News agency journalists missing for past week in Dagestan

Image
News agency journalists missing for past week in Dagestan

The head of a news agency and his deputy have been missing for a week in Makhachkala, the capital of Dagestan, a republic in the Russian Caucasus. Khuda-Media director Abubark Rizvanov and his deputy, Timur Kurbanmagomedov, went missing after leaving their office at 4 p.m. on August 20 to buy a printer cartridge. After they failed to return, their colleagues tried to call them on their mobile phones without success.

The authorities have denied any involvement in their disappearance but according to Dosh (a magazine that won the Reporters sans Frontières-FNAC press freedom prize in the media category last year), they are being held inside the interior ministry on terrorism and extremism charges, and Rizvanov is suspected of having contacts with Islamic rebels.

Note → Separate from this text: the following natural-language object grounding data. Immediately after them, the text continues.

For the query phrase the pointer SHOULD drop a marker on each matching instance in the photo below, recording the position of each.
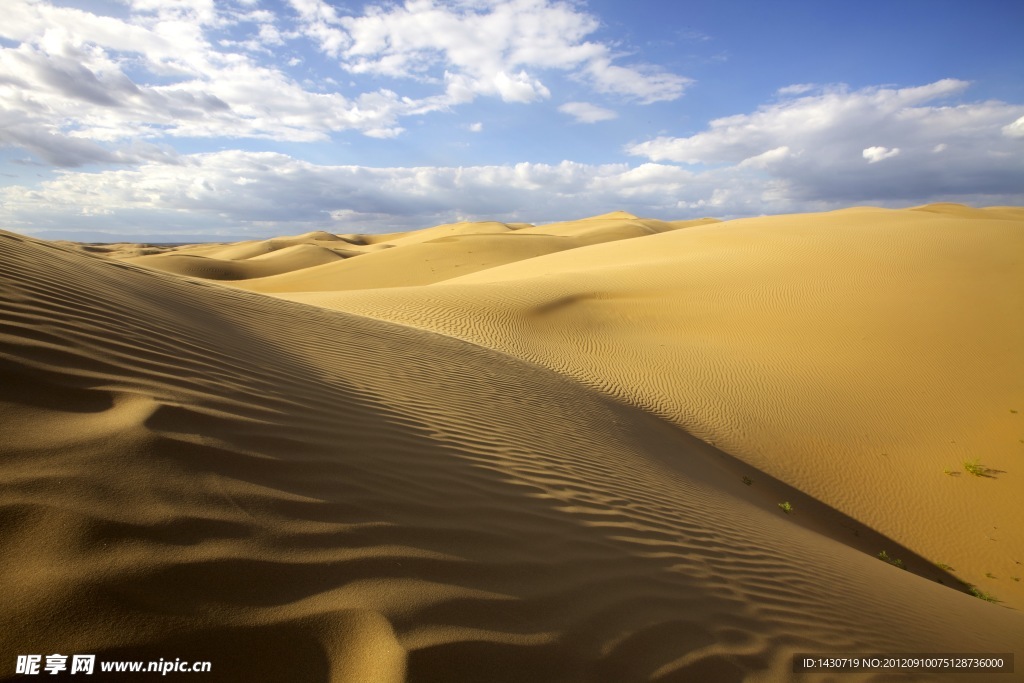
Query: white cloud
(478, 45)
(66, 93)
(247, 193)
(1015, 129)
(77, 86)
(828, 133)
(877, 154)
(797, 89)
(587, 113)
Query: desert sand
(489, 452)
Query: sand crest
(564, 466)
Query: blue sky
(192, 119)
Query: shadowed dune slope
(858, 355)
(297, 494)
(297, 257)
(416, 263)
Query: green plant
(884, 556)
(978, 593)
(975, 468)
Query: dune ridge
(866, 345)
(305, 493)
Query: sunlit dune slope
(399, 259)
(863, 356)
(297, 494)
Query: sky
(196, 120)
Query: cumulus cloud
(827, 133)
(587, 113)
(478, 46)
(877, 154)
(261, 194)
(1015, 129)
(87, 83)
(68, 82)
(243, 191)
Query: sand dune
(530, 472)
(856, 355)
(288, 259)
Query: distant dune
(606, 450)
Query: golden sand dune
(287, 259)
(857, 355)
(416, 263)
(300, 494)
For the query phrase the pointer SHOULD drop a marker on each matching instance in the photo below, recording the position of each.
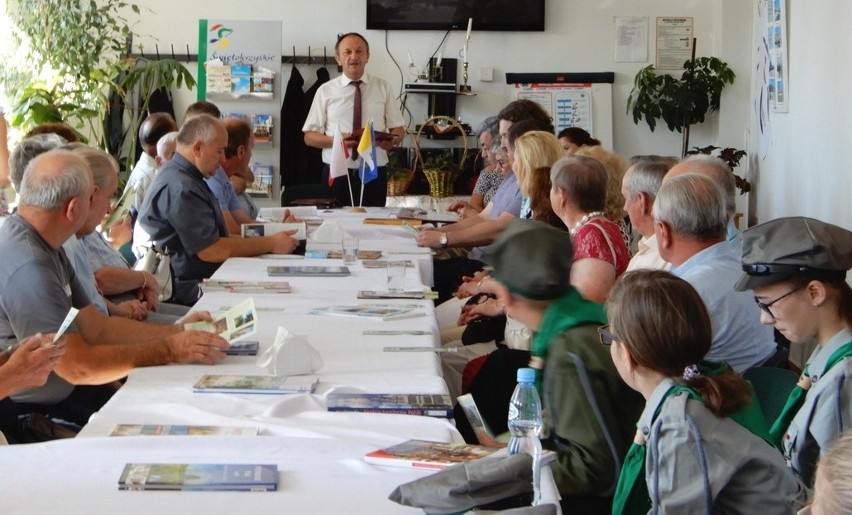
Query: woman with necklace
(578, 195)
(797, 269)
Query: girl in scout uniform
(700, 445)
(797, 268)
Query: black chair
(772, 386)
(291, 195)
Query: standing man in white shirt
(349, 102)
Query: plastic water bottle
(525, 425)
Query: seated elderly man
(719, 172)
(154, 127)
(115, 289)
(181, 214)
(639, 187)
(689, 222)
(40, 287)
(27, 365)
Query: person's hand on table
(289, 218)
(132, 309)
(149, 293)
(471, 285)
(283, 243)
(197, 347)
(30, 362)
(487, 307)
(429, 238)
(195, 316)
(120, 233)
(458, 206)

Dosh also reported that the police had promised their families that Rizvanov would be able to see his lawyer and Kurbanmagomedov would be released, but neither promise has so far been kept. The staff of Dosh told Paris-based press freedom group Reporters sans Frontières (RSF) that if the families and lawyers of the two journalists have not been able to see them it might probably be because they have been mistreated and tortured, a common practice in a region where freedom of expression is not respected.

If the authorities are not holding Rizvanov and Kurbanmagomedov, RSF caclled on them to publicly attest to this and to initiate a thorough search for them. The press freedom organisation hoped that the two journalists will soon be reunited with their families, to whom it offers its moral support at this difficult time.

Launched in 2009, Khuda-Media provides local news and information and disseminates audio and video recordings of lectures by Dagestani Muslim theologians. It also distributes Russian translations of the lectures of Muslim preachers in Egypt, Syria, Britain, Australia and the United States. Muslims in both Dagestan and neighbouring regions use its services.